Monday, 14 December 2009

My MANy Bags News #166


Below: Burberry is one of the fashion brands that embraces social media. Artofthetrench.com is a good example...


Fashion Brands Seek Control In Social Media Boom

(An interesting insight into the growing significance of social media on what was once an almost exclusive brand controlled information sharing within the fashion industry. Technology changed our lives constantly and to keep up with the times, it is important changes need to be embraced and adapted as we progress. We rely so much on the internet to source for information. Have a read at the article below. The mention of search engines bringing out the most popular of voices, namely, top blogs, is reassuring and perhaps unsettling for some fashion brands. Still an insightful read. Full article available on wwd for subscribers)

Fashion and luxury brands still grappling with Facebook and Twitter should brace themselves: Foursquare and Google Wave are among new tools on the horizon with potential applications for brand building and e-commerce.

Experts are still counseling measured and clear-headed steps into the digital world, which continues to be unfamiliar and tricky territory for brands accustomed to tightly controlling their image and information about their products and business.

“Fashion has struggled a lot with the acceleration of everything,” said Lucian James, founder and creative director of strategic consultancy Agenda Inc., based in New York and Paris. “Whether they like it or not, in the new environment, luxury brands are also publishers. They will need to find new kinds of information and new ways to deliver it.”

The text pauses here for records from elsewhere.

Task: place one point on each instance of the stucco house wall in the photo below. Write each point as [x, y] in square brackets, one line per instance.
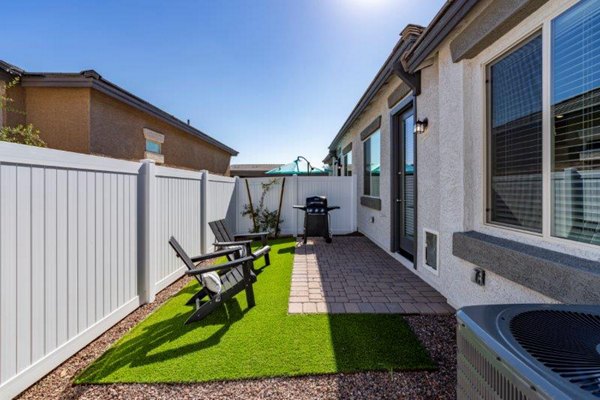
[117, 131]
[85, 120]
[374, 224]
[62, 115]
[451, 168]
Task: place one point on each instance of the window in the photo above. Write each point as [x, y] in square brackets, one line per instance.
[152, 146]
[431, 249]
[348, 164]
[372, 150]
[153, 149]
[522, 116]
[515, 101]
[575, 111]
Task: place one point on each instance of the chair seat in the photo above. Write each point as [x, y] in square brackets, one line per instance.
[233, 277]
[260, 252]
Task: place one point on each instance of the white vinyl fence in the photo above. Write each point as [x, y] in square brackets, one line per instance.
[84, 242]
[340, 191]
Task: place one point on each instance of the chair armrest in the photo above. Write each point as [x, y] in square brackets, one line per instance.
[240, 243]
[215, 254]
[219, 267]
[261, 235]
[251, 235]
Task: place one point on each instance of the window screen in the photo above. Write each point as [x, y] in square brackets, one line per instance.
[348, 164]
[515, 97]
[431, 250]
[576, 123]
[372, 150]
[152, 146]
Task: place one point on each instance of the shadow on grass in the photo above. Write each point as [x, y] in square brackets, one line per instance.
[139, 349]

James said “real-time” is poised to be one of the buzzwords of 2010. Suddenly, “the amount of information that marketing and public relations teams can generate is an increasingly small percentage of what is being said,” he said. “And because of the way search engines work, it is the most popular voices that rise to the surface. That’s the power of the blogger.”

He characterized the shift to social media as “just an extension of the democratization of fashion” that has gained momentum in recent years.

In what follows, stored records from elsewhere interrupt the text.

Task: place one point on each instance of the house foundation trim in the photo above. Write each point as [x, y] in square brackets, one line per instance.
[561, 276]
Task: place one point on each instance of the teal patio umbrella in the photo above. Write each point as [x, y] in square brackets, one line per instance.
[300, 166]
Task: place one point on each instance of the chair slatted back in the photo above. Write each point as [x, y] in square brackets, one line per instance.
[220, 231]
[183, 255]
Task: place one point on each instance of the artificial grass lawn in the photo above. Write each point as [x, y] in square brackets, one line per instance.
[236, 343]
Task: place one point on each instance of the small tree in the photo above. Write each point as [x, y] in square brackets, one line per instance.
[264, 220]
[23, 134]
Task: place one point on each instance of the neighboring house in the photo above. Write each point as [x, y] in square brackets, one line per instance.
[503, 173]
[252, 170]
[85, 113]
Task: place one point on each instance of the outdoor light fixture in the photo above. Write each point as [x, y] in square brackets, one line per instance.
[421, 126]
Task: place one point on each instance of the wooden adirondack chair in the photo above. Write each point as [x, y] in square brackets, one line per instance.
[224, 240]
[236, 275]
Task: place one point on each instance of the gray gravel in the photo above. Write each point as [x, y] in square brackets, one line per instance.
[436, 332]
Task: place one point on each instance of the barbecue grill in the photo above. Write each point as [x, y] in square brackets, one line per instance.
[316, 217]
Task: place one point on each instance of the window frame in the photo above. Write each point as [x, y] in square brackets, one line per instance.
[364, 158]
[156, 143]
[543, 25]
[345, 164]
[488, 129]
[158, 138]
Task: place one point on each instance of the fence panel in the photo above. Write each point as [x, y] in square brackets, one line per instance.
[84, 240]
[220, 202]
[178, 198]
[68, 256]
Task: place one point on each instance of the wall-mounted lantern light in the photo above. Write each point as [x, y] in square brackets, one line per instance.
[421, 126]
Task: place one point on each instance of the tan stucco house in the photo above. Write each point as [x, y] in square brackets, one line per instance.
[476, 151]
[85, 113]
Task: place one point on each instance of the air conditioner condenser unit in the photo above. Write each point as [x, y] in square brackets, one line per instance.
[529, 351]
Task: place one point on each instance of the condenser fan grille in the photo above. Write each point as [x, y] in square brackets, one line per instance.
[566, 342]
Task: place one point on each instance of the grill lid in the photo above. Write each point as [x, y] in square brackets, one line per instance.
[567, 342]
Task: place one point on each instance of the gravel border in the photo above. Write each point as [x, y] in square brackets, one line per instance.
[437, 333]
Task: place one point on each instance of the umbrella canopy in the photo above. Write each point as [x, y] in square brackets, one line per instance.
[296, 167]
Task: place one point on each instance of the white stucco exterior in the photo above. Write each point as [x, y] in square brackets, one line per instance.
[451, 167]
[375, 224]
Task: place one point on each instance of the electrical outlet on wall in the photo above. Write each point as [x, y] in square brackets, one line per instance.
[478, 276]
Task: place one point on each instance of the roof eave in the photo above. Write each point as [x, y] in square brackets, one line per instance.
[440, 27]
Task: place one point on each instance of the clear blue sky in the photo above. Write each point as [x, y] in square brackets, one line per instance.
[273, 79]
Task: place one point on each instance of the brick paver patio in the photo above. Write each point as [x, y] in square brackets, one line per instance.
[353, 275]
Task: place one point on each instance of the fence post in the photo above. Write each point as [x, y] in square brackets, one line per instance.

Still, the rush of new technology and media is unsettling for brands accustomed to delivering a monologue rather than engaging in dialogue, and imposing large-format images rather than 140-character tweets.

“You have to embrace it and not fear it,” said Antoine Arnault, communications director at Louis Vuitton, which ranked number one in the apparel category in LuxuryLab’s annual ranking of 109 luxury companies according to their online competence, called the Digital IQ Index. “It’s a way of being closer to your customer.”

Arnault is certainly hands-on with digital communication, even tapping out impressions on Twitter last June when he traveled to New York to present Vuitton’s creative director, Marc Jacobs, with the CFDA’s International Award.

“If Kanye West comes in our store on Rodeo Drive, we’re going to Twitter about it,” he said. “[People] want instant information, not only on products but who’s wearing it.”

Yet there are hazards and challenges on the way to online resonance.

For example, using a cocktail party analogy, James said sending out facts and figures about a brand’s heritage on Twitter, as Vuitton does, is tantamount to “announcing your birthday without being asked. It’s not wrong; just not the most comfortable or most interesting thing for everyone else to hear.”

“Online information transmission doesn’t work in the same way as offline: You don’t drop 30 ad spots on a Web site just as you would do on TV,” added Uché Okonkwo, founder and executive director of Paris-based Luxe Corp. “Today’s Web is about exchanges, connecting and dialoguing, and all these things are new to luxury brands.”